In the end, though, it doesn’t matter whether someone else ends up using a specific module or not. Going through the motions of thinking how to best expose your code to be used by others will make you a better developer. And your colleagues will love you for it.

It’s a great feeling your having colleagues come up to you and ask if a module you’ve made could solve their problem. An even more incredible feeling, however, is when they don’t even have to ask, and you notice it later on in a piece of code you didn’t write.

Another beneficial side-effect is that you’ll be finding yourself having fruitful discussions with your colleagues about how to write code that’s easy to use and understand. Imagine decreasing the “Crap, I can’t believe I have to use module” scenarios and increasing the “Sweet, this module solves my problem” scenarios.

”Any fool can write code that a computer can understand. Good programmers write code that humans can understand.” – Martin Fowler

Have the ideal solution in mind

Whenever I get a new assignment, I always try to think about the ideal solution before I start coding.

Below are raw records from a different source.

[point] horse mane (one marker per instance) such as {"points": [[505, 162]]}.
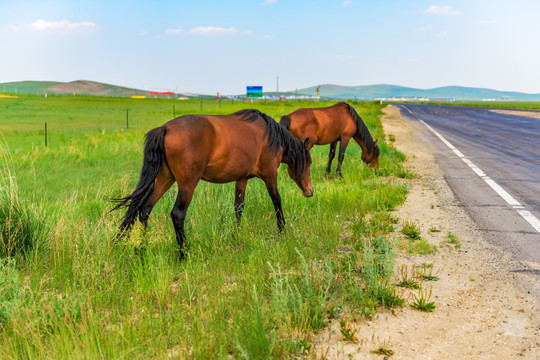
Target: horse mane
{"points": [[279, 137], [362, 130], [285, 121]]}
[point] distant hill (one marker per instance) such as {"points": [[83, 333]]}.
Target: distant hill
{"points": [[27, 87], [369, 92], [85, 87], [79, 87]]}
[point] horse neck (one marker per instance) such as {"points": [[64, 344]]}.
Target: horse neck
{"points": [[363, 143]]}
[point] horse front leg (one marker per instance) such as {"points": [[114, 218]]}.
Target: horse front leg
{"points": [[239, 193], [271, 186], [342, 147], [331, 156], [178, 216]]}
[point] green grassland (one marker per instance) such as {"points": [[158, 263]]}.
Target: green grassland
{"points": [[243, 292]]}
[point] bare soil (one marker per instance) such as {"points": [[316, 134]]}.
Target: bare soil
{"points": [[481, 312]]}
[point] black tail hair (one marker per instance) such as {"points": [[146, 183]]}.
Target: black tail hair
{"points": [[154, 158], [361, 128], [285, 121]]}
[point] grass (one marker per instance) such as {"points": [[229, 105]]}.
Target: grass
{"points": [[422, 303], [410, 230], [242, 292]]}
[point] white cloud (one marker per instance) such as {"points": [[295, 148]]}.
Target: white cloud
{"points": [[43, 25], [341, 57], [486, 22], [445, 10], [212, 30], [174, 31]]}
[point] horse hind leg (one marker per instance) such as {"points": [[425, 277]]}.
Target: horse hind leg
{"points": [[331, 156], [162, 183], [178, 215], [240, 191], [342, 147]]}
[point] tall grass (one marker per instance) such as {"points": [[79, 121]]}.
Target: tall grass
{"points": [[243, 292], [21, 228]]}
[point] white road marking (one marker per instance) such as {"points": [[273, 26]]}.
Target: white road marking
{"points": [[527, 215]]}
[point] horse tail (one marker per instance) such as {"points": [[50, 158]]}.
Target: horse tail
{"points": [[154, 158], [361, 128], [285, 121]]}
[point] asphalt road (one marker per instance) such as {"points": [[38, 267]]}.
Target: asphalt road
{"points": [[504, 149]]}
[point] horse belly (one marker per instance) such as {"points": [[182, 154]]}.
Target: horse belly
{"points": [[236, 164]]}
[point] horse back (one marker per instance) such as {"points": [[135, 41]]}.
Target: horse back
{"points": [[326, 124], [215, 148]]}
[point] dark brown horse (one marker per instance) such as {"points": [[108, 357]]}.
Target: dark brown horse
{"points": [[218, 149], [329, 125]]}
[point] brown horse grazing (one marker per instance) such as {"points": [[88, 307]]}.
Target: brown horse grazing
{"points": [[329, 125], [218, 149]]}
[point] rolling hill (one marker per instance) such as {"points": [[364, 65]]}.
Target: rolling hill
{"points": [[79, 87], [366, 92], [369, 92]]}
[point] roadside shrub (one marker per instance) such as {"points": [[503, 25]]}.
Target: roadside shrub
{"points": [[9, 290]]}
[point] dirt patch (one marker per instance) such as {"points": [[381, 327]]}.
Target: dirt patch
{"points": [[480, 313], [532, 114]]}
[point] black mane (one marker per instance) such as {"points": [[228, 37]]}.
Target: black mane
{"points": [[362, 130], [280, 137]]}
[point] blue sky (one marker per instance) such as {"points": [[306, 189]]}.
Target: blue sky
{"points": [[209, 46]]}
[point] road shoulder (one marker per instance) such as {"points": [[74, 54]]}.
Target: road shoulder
{"points": [[480, 312]]}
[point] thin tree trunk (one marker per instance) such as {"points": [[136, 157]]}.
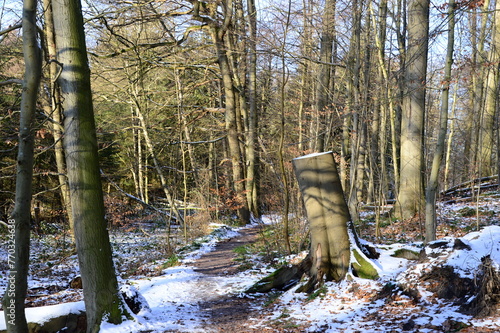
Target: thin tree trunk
{"points": [[20, 222], [411, 194], [432, 187], [100, 291], [450, 139], [218, 33], [251, 142], [324, 72], [286, 199], [163, 180], [490, 103], [327, 213]]}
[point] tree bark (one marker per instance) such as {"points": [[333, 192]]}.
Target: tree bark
{"points": [[327, 213], [54, 111], [100, 287], [432, 187], [20, 222], [323, 79], [252, 157]]}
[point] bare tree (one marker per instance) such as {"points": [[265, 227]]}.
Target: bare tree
{"points": [[80, 143], [411, 193], [432, 186], [13, 301]]}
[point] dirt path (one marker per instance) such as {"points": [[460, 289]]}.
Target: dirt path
{"points": [[232, 313]]}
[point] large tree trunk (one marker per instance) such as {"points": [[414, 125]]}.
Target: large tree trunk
{"points": [[432, 187], [100, 287], [411, 193], [54, 111], [327, 213], [19, 224]]}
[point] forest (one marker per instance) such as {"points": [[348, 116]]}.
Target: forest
{"points": [[139, 136]]}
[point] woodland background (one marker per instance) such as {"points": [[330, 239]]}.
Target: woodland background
{"points": [[201, 106]]}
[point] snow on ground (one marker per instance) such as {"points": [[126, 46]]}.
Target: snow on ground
{"points": [[349, 306]]}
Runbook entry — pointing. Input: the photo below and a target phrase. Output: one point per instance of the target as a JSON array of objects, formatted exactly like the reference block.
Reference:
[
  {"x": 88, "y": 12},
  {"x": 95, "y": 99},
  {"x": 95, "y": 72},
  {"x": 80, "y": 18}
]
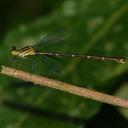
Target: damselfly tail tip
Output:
[{"x": 120, "y": 60}]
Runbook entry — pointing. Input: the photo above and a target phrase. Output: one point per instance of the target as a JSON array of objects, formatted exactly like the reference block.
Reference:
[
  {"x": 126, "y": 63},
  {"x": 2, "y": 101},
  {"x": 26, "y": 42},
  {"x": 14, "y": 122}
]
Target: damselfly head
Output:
[{"x": 14, "y": 51}]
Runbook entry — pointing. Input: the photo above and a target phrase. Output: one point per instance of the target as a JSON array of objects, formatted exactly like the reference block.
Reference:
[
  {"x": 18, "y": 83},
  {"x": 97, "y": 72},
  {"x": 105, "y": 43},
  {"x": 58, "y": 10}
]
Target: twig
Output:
[{"x": 83, "y": 92}]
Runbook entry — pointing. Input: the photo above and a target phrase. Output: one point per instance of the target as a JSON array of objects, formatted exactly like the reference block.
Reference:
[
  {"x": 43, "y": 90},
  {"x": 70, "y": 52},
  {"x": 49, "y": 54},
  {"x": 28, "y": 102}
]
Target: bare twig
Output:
[{"x": 83, "y": 92}]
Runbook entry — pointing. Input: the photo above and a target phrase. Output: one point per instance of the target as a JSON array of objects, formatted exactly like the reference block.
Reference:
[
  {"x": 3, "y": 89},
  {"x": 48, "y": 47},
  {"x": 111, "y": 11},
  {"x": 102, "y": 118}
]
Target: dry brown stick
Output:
[{"x": 83, "y": 92}]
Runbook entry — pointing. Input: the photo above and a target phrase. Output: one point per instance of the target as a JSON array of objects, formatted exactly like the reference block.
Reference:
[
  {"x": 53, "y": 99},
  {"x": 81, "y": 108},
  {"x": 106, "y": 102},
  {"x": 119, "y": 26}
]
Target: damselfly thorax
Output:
[{"x": 30, "y": 51}]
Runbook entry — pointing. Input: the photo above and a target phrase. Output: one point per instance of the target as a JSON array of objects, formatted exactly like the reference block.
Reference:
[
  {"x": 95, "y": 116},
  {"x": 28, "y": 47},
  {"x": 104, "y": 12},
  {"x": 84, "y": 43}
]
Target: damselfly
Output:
[{"x": 32, "y": 51}]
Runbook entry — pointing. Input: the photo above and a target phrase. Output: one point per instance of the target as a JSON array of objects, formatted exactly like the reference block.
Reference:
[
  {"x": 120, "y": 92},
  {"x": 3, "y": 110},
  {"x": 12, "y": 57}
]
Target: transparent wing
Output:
[{"x": 55, "y": 37}]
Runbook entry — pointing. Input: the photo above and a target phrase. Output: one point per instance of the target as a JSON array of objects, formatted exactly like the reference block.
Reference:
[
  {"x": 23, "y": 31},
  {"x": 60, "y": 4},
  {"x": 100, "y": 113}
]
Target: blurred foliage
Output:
[{"x": 94, "y": 28}]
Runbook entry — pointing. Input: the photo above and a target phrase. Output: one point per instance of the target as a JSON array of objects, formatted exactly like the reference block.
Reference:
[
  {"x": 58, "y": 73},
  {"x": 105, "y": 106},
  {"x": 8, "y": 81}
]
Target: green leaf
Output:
[{"x": 94, "y": 28}]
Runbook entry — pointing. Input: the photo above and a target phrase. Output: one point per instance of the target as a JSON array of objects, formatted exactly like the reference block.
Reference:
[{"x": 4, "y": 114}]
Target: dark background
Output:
[{"x": 93, "y": 27}]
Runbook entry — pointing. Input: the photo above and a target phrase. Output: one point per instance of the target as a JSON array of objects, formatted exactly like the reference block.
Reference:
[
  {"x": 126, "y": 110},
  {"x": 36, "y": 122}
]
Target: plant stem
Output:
[{"x": 47, "y": 82}]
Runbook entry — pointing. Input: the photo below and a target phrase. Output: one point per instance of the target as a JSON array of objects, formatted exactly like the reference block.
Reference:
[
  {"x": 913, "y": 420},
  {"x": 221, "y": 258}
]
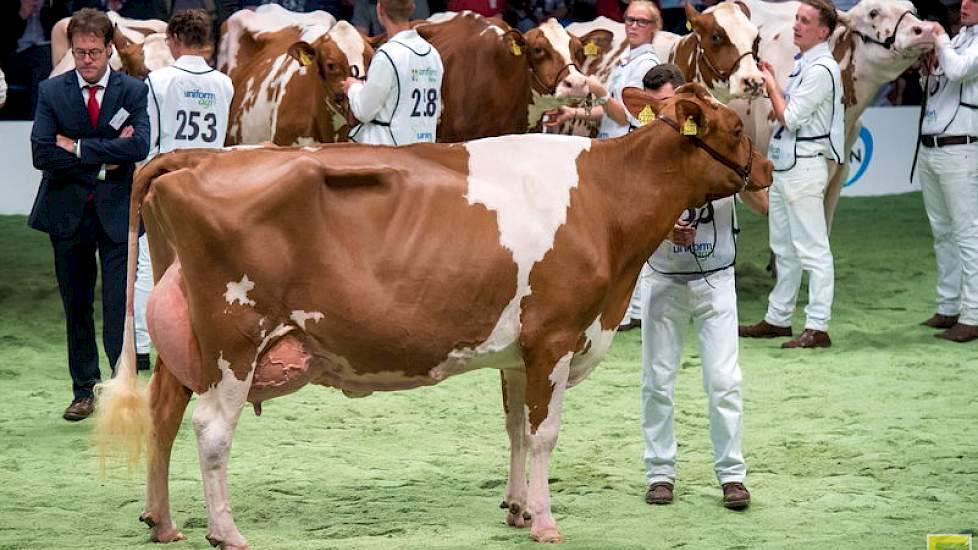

When coming up with the ideal solution the following rules apply:

  1. There are no time constraints. Imagine you have all the time in the world to do whatever you want.
  2. There are no architectural constraints. Imagine you could use whatever library you want and don’t have to use anything you don’t like.

Keeping these two rules in mind, I come up with the ideal way I would like to develop the project. Naturally, it’s very rare that I’ll get to execute the ideal plan.

But now I that I know what the ideal solution is, I have something to strive for. When I go back to the annoying reality of deadlines and architectural constraints, I try to remain as close to the ideal as possible.

Another great thing about this approach is that it helps me to sidestep the groupthink trap of “We’ve always done things this way up until now, so that’s how we should do new things too.”

Sometimes, you’ll find yourself asking for extra time so you could get a little closer to the ideal outcome. And since you now have a clear picture of what you’d like to achieve, you’ll have a much easier time justifying it.

Challenging JavaScript Development

The habits of constant learning and challenging yourself isn’t an easy one to develop. But once you get the hang of it, you’ll find them priceless.

It’s the easiest thing in the world to become cynical about our craft and develop a “nothing new under the sun” mentality.

But the truth is, every open source project we use and every assignment we get is another chance for us to leverage our learning skills and become better developers overall.